The most commonly used credit scoring model is the FICO model, which is named after the company that developed the model, Fair Isaac and Company. The resulting credit score is referred to as a FICO score. Every individual has three FICO scores, one from each of the three credit reporting companies: Experian, TransUnion, and Equifax. Lenders typically use the lowest reported credit score from the three companies when evaluating a loan application. When two individuals such as a husband and wife are applying for a mortgage, they take into account the lowest score of the six scores for the two people. Thus a spouse with a bad credit score can substantially impact a mortgage application.
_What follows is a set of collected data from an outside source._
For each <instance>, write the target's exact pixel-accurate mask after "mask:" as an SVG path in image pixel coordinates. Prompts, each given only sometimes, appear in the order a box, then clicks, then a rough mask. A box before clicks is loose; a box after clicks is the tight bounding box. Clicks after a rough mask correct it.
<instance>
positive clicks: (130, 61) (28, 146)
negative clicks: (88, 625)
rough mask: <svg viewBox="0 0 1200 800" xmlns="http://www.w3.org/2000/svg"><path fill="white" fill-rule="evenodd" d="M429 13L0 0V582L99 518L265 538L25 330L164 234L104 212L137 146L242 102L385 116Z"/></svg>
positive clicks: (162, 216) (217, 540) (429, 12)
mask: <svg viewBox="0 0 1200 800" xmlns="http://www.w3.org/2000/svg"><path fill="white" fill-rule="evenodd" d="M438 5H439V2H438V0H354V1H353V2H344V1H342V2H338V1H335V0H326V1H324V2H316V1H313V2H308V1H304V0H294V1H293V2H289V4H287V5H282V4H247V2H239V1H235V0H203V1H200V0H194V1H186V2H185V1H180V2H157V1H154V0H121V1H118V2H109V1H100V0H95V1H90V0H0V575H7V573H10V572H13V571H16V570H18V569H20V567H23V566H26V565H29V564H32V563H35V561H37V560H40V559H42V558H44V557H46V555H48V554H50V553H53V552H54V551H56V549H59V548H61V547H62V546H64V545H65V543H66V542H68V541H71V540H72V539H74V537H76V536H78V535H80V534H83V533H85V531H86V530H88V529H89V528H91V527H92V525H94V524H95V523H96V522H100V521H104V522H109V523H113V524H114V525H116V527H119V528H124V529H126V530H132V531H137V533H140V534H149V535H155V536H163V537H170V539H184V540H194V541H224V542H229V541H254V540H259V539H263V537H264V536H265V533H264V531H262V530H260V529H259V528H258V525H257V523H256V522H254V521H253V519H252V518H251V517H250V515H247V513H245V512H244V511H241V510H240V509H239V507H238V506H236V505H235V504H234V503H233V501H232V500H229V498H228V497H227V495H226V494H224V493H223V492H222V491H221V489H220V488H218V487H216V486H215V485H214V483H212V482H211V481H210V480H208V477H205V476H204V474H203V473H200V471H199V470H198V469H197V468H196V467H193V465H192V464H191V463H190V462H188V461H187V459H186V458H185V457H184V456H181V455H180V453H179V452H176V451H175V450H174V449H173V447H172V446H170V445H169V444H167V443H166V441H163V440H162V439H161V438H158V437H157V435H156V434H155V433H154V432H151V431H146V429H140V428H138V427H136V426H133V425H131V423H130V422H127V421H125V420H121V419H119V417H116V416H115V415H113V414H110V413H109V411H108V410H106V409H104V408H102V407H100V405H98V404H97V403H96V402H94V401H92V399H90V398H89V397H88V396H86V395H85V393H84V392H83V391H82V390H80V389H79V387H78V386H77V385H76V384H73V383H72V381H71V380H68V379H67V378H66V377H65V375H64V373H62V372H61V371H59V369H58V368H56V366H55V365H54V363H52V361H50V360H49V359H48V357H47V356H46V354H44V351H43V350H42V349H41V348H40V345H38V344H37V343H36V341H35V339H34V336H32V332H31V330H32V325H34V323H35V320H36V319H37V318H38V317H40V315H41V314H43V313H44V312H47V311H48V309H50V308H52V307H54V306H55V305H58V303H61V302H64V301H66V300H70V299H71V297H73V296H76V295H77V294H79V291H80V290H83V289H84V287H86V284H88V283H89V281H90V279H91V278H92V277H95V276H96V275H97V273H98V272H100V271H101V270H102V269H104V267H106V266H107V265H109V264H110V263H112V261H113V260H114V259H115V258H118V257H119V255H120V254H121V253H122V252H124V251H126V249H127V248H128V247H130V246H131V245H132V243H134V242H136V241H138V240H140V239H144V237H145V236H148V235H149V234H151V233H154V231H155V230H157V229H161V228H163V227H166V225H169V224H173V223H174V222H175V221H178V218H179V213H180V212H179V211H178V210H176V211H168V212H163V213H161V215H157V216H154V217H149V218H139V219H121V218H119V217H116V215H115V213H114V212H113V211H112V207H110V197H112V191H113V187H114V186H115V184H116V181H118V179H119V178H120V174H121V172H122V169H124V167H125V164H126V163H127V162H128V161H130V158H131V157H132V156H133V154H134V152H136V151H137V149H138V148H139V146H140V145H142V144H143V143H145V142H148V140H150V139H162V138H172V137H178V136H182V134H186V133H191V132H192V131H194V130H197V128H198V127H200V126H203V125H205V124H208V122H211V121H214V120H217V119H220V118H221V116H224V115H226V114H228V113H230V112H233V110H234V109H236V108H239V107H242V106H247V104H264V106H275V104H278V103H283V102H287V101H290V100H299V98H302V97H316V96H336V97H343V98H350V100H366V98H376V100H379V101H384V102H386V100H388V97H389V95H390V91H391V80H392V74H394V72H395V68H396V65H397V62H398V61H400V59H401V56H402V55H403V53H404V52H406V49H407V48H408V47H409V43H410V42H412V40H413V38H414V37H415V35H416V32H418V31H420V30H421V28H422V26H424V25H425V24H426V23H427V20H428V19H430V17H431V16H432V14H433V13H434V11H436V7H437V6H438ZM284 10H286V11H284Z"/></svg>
What is Taken Into Account in a Credit Score

Many different factors are taken into account to develop the FICO score. These include:

  • 35% of an individual's score is based on their payment history.
  • 30% of an individual's score is based on their outstanding debt.
  • 15% of an individual's score is based on the length of time that they have had credit.
  • 10% of an individual's score is based on the number of credit inquiries on their credit report.
  • 10% of an individual's score is based on the types of credit that they currently have.

How Credit Scores Impact Mortgage Interest Rates

Individuals with lower credit scores represent greater degrees of risk to lenders. As scores decline there is a greater risk of late payments, as well as default on the loan and possible foreclosure. This risk is represented in the interest rates that lenders charge individuals with lower credit scores.

As an example, as of 12/12/2006, Fair Isaac Corporation reported the following differences in interest rates for credit score ranges:

760-850 5.742%
700-759 5.964%
660-699 6.248%
620-659 7.058%%
580-619 8.271%
500-579 9.169%

* APR = annual percentage rate

Credit Grade

Lenders use credit scores and credit history to provide a credit grade for individuals, on an A, B, C scale. The best grade is an A. An A grade borrower has a FICO score of 680 or higher, has low debt, has no late mortgage payments in the last 24 months, has no or only 1 late payment of 30 or 60 days, and has not declared bankruptcy in the last 2 to 10 years. Grades decline from A as debt rates increase, the number of late payments increase (especially mortgage late payments), the length of time of the late payment increases (60, or 90 days vs. 30), and recency of bankruptcy in the lower grades. In general the credit scores for the lower grades are:

  • B = 679-620 FICO
  • C = 619-580 FICO
  • D = 579-550 FICO
  • E = 549 and below

Each lender's grading criteria will vary and the FICO scores and other metrics for each given bracket will vary somewhat.

To Obtain a Credit Report

Congress recently passed legislation allowing individuals to get an annual credit report from each of the three credit bureaus (Experian, TransUnion, and Equifax) for free without any impact on their credit score for the inquiry. For an extra fee, they will also provide the individual with their credit score. To obtain free credit reports see: AnnualCreditReport.com.